“Regulations do have their role. They’re very important to assuring patient safety and quality and for program integrity, but there’s a fine line between being helpful and being a hindrance,” – Seema Verma, Administrator for the Centers for Medicare and Medicaid Services
That quote captures CMS’s current sentiment. The agency is striving to reduce overly burdensome regulations on providers and payers to enable them to spend more time taking care of patients and less time on paperwork, reporting and compliance measurement. This sentiment was backed by the new policies of the Medicare Advantage (MA) and Part D Final Rule and Final Call Letter, released on April 2nd of 2018.
The policies of the Final Rule are reflective of collective input CMS solicited from beneficiaries, plan sponsors and advocacy groups on how MA and Part D plans could be transformed to give beneficiaries more coverage options and payers the tools and efficiencies needed to deliver IT innovation. The policy changes of the Final Rule, coupled by those outlined in the Final Call Letter, represent steps being taken to reduce regulatory obstacles to improved healthcare delivery and expansion of options available to beneficiaries.

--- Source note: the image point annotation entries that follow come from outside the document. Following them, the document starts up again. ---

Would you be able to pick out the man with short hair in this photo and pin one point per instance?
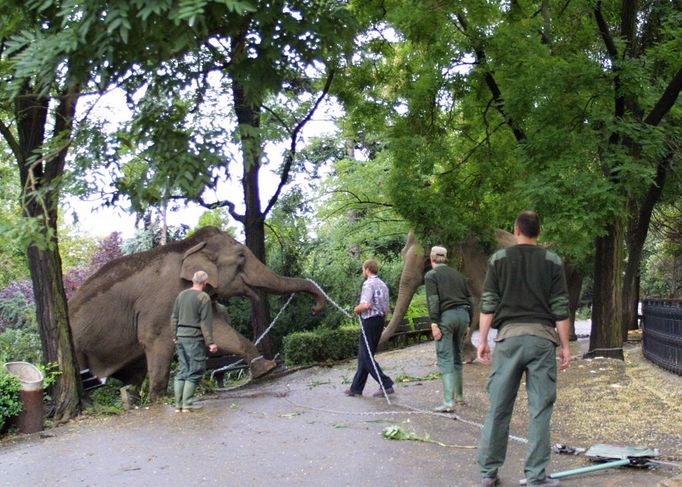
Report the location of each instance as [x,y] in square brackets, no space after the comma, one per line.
[192,329]
[524,297]
[373,308]
[450,306]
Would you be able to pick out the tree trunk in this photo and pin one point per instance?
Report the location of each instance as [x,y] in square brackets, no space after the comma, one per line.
[248,117]
[606,338]
[39,199]
[574,281]
[53,317]
[638,229]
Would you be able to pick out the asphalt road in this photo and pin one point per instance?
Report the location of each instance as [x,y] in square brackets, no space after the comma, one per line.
[297,429]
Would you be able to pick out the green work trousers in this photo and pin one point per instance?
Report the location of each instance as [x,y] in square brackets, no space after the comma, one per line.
[453,325]
[191,359]
[511,357]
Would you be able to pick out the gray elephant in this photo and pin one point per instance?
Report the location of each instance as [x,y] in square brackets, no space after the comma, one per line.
[474,266]
[474,262]
[120,316]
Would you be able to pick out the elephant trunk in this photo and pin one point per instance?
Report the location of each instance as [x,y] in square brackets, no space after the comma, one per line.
[257,275]
[411,278]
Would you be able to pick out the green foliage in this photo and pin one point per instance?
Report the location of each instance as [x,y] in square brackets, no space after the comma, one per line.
[219,218]
[10,402]
[321,345]
[17,312]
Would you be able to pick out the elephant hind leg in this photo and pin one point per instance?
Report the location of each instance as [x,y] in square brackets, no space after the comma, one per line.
[159,355]
[133,373]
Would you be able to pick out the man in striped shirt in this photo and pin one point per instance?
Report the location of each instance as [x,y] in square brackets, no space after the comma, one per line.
[373,308]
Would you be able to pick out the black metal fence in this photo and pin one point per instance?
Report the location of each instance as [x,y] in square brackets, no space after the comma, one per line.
[662,332]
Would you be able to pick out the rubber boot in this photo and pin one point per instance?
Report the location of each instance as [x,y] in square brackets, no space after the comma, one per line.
[261,366]
[188,397]
[448,405]
[179,387]
[458,388]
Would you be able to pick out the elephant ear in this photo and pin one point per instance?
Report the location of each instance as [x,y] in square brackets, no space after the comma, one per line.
[196,259]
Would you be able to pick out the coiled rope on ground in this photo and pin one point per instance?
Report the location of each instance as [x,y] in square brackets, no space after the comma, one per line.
[407,409]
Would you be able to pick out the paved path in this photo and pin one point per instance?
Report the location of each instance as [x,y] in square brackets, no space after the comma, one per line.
[295,430]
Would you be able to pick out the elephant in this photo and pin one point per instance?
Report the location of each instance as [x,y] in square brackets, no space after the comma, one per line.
[120,316]
[474,266]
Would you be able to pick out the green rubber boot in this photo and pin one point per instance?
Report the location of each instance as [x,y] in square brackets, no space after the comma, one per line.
[179,385]
[188,397]
[459,385]
[448,405]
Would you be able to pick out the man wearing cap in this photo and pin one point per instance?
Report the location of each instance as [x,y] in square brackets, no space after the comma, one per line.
[524,297]
[450,308]
[192,328]
[373,308]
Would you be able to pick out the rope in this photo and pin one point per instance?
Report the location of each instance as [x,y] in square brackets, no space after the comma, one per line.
[238,363]
[364,337]
[410,409]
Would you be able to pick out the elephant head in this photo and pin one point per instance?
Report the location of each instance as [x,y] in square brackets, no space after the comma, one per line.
[120,315]
[233,270]
[474,261]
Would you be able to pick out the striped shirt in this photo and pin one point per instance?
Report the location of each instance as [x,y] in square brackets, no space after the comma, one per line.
[375,293]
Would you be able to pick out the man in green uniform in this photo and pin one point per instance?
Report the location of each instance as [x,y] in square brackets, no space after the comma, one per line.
[450,307]
[192,328]
[524,297]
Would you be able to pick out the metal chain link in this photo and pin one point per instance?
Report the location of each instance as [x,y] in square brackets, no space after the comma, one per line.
[410,409]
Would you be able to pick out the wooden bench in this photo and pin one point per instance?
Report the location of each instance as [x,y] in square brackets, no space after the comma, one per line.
[216,361]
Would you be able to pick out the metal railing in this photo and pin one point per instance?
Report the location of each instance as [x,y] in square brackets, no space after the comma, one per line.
[662,332]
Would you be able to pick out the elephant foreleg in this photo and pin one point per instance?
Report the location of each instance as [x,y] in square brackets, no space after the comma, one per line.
[231,341]
[159,355]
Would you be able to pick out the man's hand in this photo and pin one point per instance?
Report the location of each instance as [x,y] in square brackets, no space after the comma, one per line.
[565,356]
[483,353]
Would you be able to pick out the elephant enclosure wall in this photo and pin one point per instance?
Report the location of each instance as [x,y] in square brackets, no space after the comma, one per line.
[662,333]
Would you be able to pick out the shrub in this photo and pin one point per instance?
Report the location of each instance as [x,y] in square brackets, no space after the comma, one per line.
[304,348]
[10,402]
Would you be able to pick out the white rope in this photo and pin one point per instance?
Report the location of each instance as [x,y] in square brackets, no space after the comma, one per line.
[411,409]
[364,337]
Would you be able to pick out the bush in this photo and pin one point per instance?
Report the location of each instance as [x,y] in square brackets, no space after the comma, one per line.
[10,402]
[321,345]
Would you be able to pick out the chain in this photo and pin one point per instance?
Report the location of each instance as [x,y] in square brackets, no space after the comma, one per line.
[410,409]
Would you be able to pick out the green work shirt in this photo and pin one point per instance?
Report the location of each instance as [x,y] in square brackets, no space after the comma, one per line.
[446,289]
[192,316]
[525,284]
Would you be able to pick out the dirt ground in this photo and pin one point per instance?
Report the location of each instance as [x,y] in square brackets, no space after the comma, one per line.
[300,429]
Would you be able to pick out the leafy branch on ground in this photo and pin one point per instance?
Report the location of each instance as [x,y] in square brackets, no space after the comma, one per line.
[396,432]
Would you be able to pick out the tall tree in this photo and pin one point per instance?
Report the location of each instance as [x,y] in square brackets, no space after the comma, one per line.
[249,86]
[38,132]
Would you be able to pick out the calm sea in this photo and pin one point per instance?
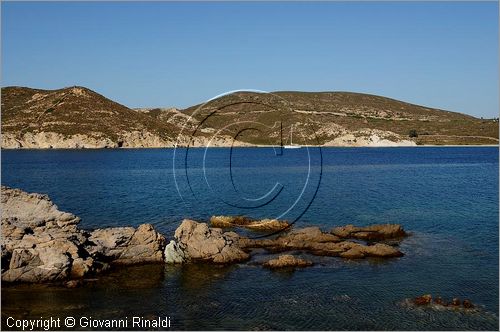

While the Final Rules will not go in effect until January 1, 2019, below are some of the highlight changes so you can start thinking ahead:
Return of Medicare Advantage Open Enrollment
The Medicare Advantage Open Enrollment Period will return in 2019 in replacement of the existing MA disenrollment period that takes place from January 1st through February 14th. The New MA open enrollment period (OEP) will occur January 1st through March 31st and willl allow newly MA-eligible individuals, as well as current MA enrollees, to make a one-time election to switch to another MA plan, leave their MA plan or return to Original Medicare Part A and Part B. MA beneficiaries can also add or drop Part D coverage, however, this enrollment period does not allow for Part D changes for individuals enrolled in Original Medicare, including those with enrollment in stand-alone PDPs.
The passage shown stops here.